The model card on Hugging Face or the description on the Ollama library page will tell you what a model was designed for and give benchmark results comparing it to other models.

How much memory does it require?

Every parameter in a neural network is a number. By default, that number is stored as a 32-bit floating-point value, taking 4 bytes of memory. A model with 7 billion parameters therefore needs about 28 GB of memory just to hold the weights—more than most laptops have.

Two techniques allow models to run on more modest hardware.

Quantization reduces memory by storing each parameter in fewer bits. The most common format is 4-bit quantization: each weight is rounded to the nearest value in a small set of 16 possible values and stored in half a byte. This cuts memory use by roughly 8× with only a modest drop in quality for most tasks.
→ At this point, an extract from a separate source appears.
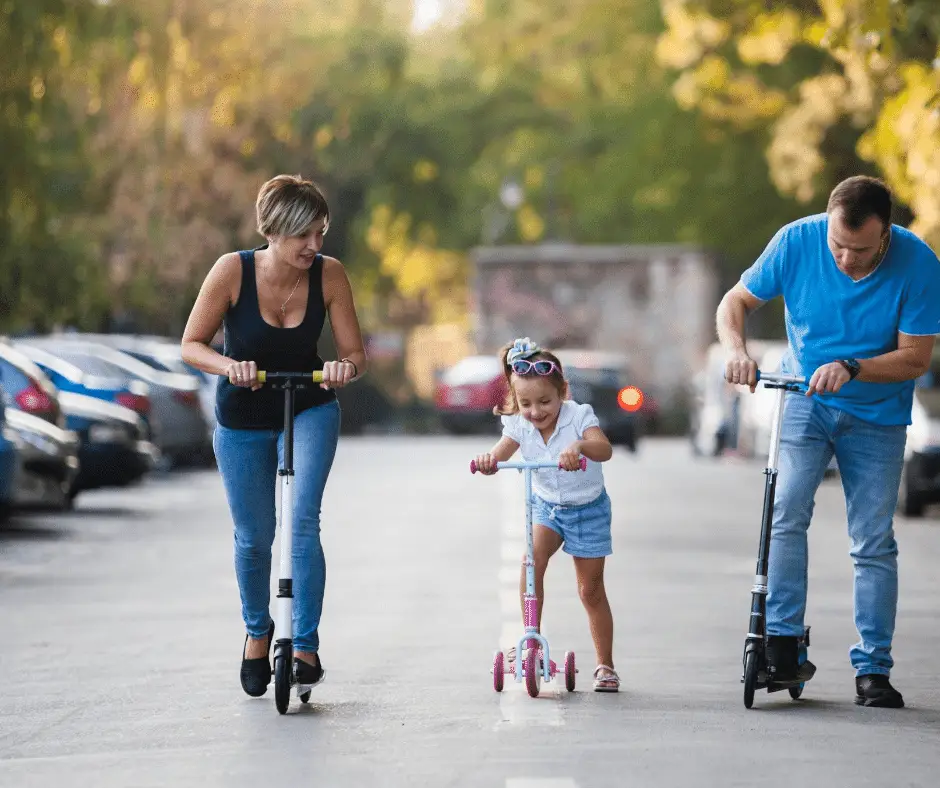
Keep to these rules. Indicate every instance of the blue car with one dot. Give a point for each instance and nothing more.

A 7-billion-parameter model in 4-bit quantization needs about 4–5 GB of memory, which fits in many consumer laptops.

On Hugging Face and in Ollama you will often see quantization levels like Q4_K_M or Q8_0 in model names. The number refers to how many bits are used per weight; higher numbers preserve more precision but use more memory.
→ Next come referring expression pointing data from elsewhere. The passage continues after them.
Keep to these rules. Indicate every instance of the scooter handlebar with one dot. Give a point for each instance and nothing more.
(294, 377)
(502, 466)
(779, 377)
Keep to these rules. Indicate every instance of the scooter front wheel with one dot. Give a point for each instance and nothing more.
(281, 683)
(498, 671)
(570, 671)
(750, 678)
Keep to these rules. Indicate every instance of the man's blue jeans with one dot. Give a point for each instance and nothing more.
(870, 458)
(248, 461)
Distillation is a different approach. Instead of compressing an existing large model, you train a new, smaller model to mimic the outputs of the large one. The large model acts as a teacher; the small model is the student. Distilled models are genuinely smaller architectures—not just a compressed version of the original. Many popular small models, including some in the phi and qwen families, use distillation.

A useful rule of thumb: for a 4-bit quantized model, you need roughly 1 GB of RAM per billion parameters. A 7B model needs about 4–5 GB; a 13B model needs about 8–9 GB.

💻 Check how much memory your system has.

On macOS:

$ system_profiler SPHardwareDataType | grep Memory
      Memory: 16 GB

On Linux (including Raspberry Pi):

$ free -h
              total        used        free
Mem:           7.6G        2.1G        5.5G

A GPU can also make a large difference. GPUs are very well suited to the matrix arithmetic that drives LLMs and can run the same computation orders of magnitude faster than a CPU. If your computer has a discrete GPU, Ollama will use it automatically. Apple Silicon Macs use unified memory shared between the CPU and GPU, which is why they run local models well for their price.

Browsing models

Hugging Face hosts tens of thousands of open-weight models. You can filter by task, language, license, and size. Pay close attention to the model card, which describes what the model was trained on, what it excels at, and its limitations.

Ollama's curated library at ollama.com/library is a good starting point—every model there is already packaged for easy use, and each page lists available sizes and quantization levels.

⚡✨ Deliverables

Answer the following questions in questions.md. Commit and push your work.

How well did the model you used work in this lab? Describe one problem you encountered with the model's responses, and explain how you changed the system prompt to address it.
How much memory is available on your system?
List two models from Hugging Face or Ollama's model library that could run on your system. For each one, explain what it is good at.
Choose an interesting-looking model that cannot run on your system. What is this model good at doing? Imagine an AI-powered app you could create with this model and describe it.
Ollama can easily be configured to use a remotely-hosted model; you just provide the URL where the model is hosted. List some of the advantages of locally-hosted models, and some of the advantages of remotely-hosted models. What kinds of apps would be most suitable for locally-hosted models? What kinds of apps would be most suitable for remotely-hosted models?